Ainsi, souligne l’écrivain, cette licéité du mode d’acquisition de biens englobe la lutte contre les pratiques usuraires. Or, regrette-t-il, ‘’notre système économique actuel repose sur le système bancaire classique, donc sur l’usure. On en est arrivé à un point où le retour en arrière semble impossible et inopportun. Toutefois, l’ampleur du phénomène de la bancarisation ne constitue pas une excuse pour ne pas le remettre en cause. L’islam n’accepte pas l’usure pour le simple fait que c’est une spéculation sur l’argent qui relègue au second plan les activités de production. Spéculations sur spéculations, les montages financiers, avec toute leur complexité, sont à l’origine de la plupart des crises économiques, dont la dernière en date est celle des subprimes en 2008’’.
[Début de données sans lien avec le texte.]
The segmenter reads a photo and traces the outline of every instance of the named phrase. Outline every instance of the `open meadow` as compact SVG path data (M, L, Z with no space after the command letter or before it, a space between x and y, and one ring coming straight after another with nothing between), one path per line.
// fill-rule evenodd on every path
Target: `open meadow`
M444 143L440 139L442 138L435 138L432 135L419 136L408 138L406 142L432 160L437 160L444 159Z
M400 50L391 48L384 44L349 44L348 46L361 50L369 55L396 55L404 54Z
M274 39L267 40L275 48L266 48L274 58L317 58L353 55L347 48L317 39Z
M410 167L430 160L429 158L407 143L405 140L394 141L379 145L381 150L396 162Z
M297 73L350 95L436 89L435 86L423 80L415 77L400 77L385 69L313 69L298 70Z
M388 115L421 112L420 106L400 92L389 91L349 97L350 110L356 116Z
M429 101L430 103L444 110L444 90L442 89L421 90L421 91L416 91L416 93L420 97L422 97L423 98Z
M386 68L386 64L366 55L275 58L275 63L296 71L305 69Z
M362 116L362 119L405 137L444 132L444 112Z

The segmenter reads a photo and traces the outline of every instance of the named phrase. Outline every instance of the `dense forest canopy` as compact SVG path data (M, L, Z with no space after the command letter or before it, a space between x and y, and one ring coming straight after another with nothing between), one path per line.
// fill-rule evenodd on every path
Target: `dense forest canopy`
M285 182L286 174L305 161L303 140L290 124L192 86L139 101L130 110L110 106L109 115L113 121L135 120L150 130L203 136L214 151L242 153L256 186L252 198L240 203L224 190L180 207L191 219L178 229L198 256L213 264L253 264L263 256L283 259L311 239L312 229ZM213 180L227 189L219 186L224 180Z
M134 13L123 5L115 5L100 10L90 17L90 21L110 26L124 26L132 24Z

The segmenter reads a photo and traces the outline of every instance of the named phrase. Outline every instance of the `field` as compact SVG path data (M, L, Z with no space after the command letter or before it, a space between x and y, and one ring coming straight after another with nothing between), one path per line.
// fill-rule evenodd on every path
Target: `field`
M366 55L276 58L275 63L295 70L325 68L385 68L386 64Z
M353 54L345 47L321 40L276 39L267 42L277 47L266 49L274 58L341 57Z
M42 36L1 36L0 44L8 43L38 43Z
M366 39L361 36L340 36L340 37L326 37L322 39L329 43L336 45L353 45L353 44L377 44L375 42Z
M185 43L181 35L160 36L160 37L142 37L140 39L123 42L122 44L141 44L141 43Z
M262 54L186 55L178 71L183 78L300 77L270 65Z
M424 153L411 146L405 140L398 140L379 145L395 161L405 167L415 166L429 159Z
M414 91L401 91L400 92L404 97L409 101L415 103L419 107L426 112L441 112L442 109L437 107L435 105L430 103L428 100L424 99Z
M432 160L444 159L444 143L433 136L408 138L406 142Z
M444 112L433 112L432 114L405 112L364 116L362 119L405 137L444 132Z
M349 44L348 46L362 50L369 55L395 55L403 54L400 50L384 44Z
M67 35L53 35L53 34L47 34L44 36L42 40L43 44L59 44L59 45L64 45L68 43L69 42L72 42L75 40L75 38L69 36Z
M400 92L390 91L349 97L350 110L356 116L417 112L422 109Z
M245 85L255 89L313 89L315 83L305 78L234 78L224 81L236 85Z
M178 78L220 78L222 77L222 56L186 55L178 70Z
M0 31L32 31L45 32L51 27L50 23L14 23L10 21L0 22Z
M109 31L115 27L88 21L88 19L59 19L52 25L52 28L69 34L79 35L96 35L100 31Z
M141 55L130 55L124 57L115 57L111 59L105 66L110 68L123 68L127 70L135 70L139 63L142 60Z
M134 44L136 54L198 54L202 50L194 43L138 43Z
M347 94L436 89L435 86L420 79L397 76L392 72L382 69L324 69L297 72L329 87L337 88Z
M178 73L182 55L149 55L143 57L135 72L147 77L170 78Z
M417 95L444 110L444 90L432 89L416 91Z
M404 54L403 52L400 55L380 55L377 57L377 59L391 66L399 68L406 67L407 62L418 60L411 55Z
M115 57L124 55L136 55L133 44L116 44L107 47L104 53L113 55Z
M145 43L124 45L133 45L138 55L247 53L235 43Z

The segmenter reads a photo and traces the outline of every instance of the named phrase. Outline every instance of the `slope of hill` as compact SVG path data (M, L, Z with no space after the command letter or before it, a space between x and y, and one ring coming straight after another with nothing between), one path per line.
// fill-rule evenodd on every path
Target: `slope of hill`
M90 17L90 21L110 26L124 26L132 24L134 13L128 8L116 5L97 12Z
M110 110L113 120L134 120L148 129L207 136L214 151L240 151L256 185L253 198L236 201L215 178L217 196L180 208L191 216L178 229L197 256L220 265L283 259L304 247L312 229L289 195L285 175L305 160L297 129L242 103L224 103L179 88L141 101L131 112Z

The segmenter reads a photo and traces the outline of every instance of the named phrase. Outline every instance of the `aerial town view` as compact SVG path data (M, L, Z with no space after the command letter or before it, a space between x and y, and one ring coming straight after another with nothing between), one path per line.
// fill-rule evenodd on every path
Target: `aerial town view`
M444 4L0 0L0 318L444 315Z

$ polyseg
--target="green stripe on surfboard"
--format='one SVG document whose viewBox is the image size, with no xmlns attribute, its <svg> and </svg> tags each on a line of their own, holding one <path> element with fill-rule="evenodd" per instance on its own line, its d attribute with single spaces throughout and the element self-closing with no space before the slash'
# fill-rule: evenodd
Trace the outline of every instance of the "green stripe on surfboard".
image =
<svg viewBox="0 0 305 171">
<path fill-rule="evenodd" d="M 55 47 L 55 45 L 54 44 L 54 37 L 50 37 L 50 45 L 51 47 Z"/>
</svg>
De ce fait, "face à l’échec de toutes les mesures managériales et coercitives mises en place par le comité de Bâle, la prise en compte de l’au-delà, boostée par une éducation spirituelle (tarbiya dîniya), est tout ce qui peut permettre de construire un système économique sain. Au-delà de la licéité, le Coran nous avertit sur les méfaits de la thésaurisation : “Alhakumut takaathur hattaa zurtumul maqaabir” (vous thésaurisez vos biens jusqu’à ce qu’on vous enfouisse sous terre). Le Mahdi renchérit : “Walaa takaatharuu maalad dunyaa bal takaatharuu khayral aakhira” (ne thésaurisez pas les biens d’ici-bas, mais plutôt ceux de l’au-delà)," déclare M. Samb.
La préservation de l’environnement, une dévolution de la responsabilisation divine
Aujourd’hui, assure l’écrivain, l’homme a la lourde responsabilité de préserver l’équilibre sur terre. Cet équilibre, d'après lui, concerne l’écosystème jusqu’aux moindres détails. ‘’Ces détails peuvent aller jusqu’aux fréquences musicales qui peuvent avoir des effets fastes ou néfastes sur les vibrations de l’univers. C’est ce qui justifie, en partie, la recommandation du zikr et d’autres mélodies divines. En effet, le Seigneur donne la responsabilité à l’homme de préserver la terre de tout mal lorsqu’Il le nomme son représentant : ‘Et votre Seigneur dit : Je place un vicaire sur terre. Vas-Tu y désigner un qui y sèmera le désordre et y répandra le sang ?’ Ainsi, la préservation de l’environnement est non seulement une responsabilité, mais également un défi que nous devons relever, notamment du fait des réserves émises par les anges au moment de la création de l’homme’’, affirme M. Samb.
Il rappelle que c’est dans ce sillage que s’inscrit le rappel de Seydina Limamou, lorsqu’il affirme à travers ses sermons que chaque humain est responsable et qu’en fonction de son niveau de responsabilité, des comptes lui seront demandés.
‘’En réalité, fait remarquer l’écrivain, son sens environnemental dépasse l’écosystème. Il inclut le voisinage, l’environnement immédiat et même les habits qui sont plus proches de nous : “Je vous salue et vous demande comment vont vos affaires, vos familles, vos voisins, comment prospèrent vos puits, vos champs, vos vêtements, vos ustensiles, votre eau.” Le puits pourrait renvoyer à toute ressource minière, ce qui explique la mention de l’eau qui n’est pas un pléonasme comme on pourrait le penser".